Hole reinforcers and pencils from Costa Rica, and Hen Chung in Istanbul.
Around the world in 80 writing utensils? That’s one way to describe Rad and Hungry, which aims to take lovers of interesting office supplies on a “world tour of limited-edition goods with lo-fi style, pushing design through travel and travel through design.” Founded by former graphic designer Hen Chung in collaboration with fellow globetrotters Sam Alston and Laura Dedon Oxford, the online shop assembles an ever-changing selection of country-themed kits stocked with imported pens, pencils, stationery, and other exotic desk goodies, all beautifully packaged.
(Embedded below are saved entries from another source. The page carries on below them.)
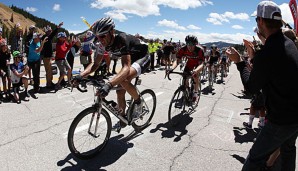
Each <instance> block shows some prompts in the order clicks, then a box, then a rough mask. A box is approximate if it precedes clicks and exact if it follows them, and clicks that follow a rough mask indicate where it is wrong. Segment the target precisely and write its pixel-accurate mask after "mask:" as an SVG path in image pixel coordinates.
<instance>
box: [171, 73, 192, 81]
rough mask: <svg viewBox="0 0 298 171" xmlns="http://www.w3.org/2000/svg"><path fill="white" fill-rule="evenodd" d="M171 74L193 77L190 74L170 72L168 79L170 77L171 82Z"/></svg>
mask: <svg viewBox="0 0 298 171" xmlns="http://www.w3.org/2000/svg"><path fill="white" fill-rule="evenodd" d="M192 73H193V72H191V74H192ZM170 74H178V75H181V76H191V75H189V74H186V73H183V72H169V73H167V75H166V76H167V77H168V79H169V80H170V81H171V80H172V79H171V78H170Z"/></svg>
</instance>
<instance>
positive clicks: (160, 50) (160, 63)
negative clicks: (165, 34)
mask: <svg viewBox="0 0 298 171" xmlns="http://www.w3.org/2000/svg"><path fill="white" fill-rule="evenodd" d="M162 47H163V43H160V44H159V45H158V49H157V50H156V55H157V62H156V63H157V64H156V67H160V66H161V63H162V62H161V60H162V59H163V50H162Z"/></svg>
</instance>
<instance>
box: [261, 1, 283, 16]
mask: <svg viewBox="0 0 298 171" xmlns="http://www.w3.org/2000/svg"><path fill="white" fill-rule="evenodd" d="M257 17H261V18H267V19H273V20H282V17H281V10H280V8H279V7H278V6H277V4H276V3H274V2H272V1H262V2H260V3H259V4H258V7H257Z"/></svg>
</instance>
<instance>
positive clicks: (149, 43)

A Rad and Hungry subscription is the perfect gift for the design lover who has everything—except thumbtacks from Lisbon.
“We really try to make each kit speak to our travels in that country–the people we met, food we ate, design we saw,” Chung tells us. “As each layer is unwrapped, people share in our low-down travel. The whole experience transforms the lo-fi, often overlooked daily-diet goods into something sacred. Our ultimate goal is to connect far-flung groups of people who love style, design, and travel as much as we do.” She made time between scouting trips to answer our questions about creating the company, her favorite finds, and what’s currently on her desk.
What led you to create Rad and Hungry?
I was a graphic designer for ten years and it became time for me to move on. I knew I wanted to combine the things I love most—travel and design. One day I was sitting in my library room thinking about what my next move would be. I was staring at a section of shelves that store journals that I collected from my travels. They were all untouched–they were inexpensive journals I picked up in places such as corner shops and pharmacies. Didn’t matter that none of the pages contained any words or images, they were all so sacred to me because they reminded me of each country. And then it hit me—create a company that allows me to travel and share daily-diet design through office supplies.
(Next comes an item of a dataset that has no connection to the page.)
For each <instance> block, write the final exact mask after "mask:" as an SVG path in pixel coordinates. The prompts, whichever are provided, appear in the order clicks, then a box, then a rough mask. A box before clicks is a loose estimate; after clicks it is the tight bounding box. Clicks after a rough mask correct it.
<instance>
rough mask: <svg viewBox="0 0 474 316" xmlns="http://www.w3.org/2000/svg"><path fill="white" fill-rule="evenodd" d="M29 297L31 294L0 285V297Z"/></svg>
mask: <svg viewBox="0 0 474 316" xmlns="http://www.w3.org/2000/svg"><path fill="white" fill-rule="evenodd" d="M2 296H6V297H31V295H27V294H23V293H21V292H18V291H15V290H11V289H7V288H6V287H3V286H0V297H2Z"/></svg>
You travel the globe hunting for new stuff to include in Rad and Hungry kits. What are some of your favorite finds of all time?
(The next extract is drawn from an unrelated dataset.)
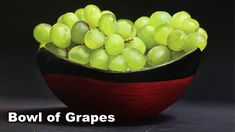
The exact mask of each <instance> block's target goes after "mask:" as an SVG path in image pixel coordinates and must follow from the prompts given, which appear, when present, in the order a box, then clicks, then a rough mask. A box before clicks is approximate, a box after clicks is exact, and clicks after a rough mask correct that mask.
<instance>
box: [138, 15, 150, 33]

Probably my favorite item to date is the Soviet-era notebooks in the Latvia Kit. I love the yellowing pages, the faded mint covers, and the simple rubber-stamped logo. Close seconds are the copper-colored paper clips from our first Germany Kit and the flower-scented pencils from the Portugal Kit. I love the paper clips because they’re so opposite of what people expect of German goods—they’re delicate and not uniform in shape. And the pencils from Portugal are amazing. Their smell is unreal. Super fragrant but not in the cheap perfume sort of way. They’re made by an old pencil factory that’s still in business after all these years. I’m always stoked to discover a company with a lot of history ‘cause I’m a firm believer that old school is best!
You’re packing for a desert island and can only bring one writing utensil. What is it?
Hands down a goldenrod pencil. I figure I’ll be able to create a tool to sharpen it and find something to write on. But I don’t know what I’d do if I need a fire, hurting for wood and have to make the ultimate decision between fighting off the cold or having a trusty number 2 pencil.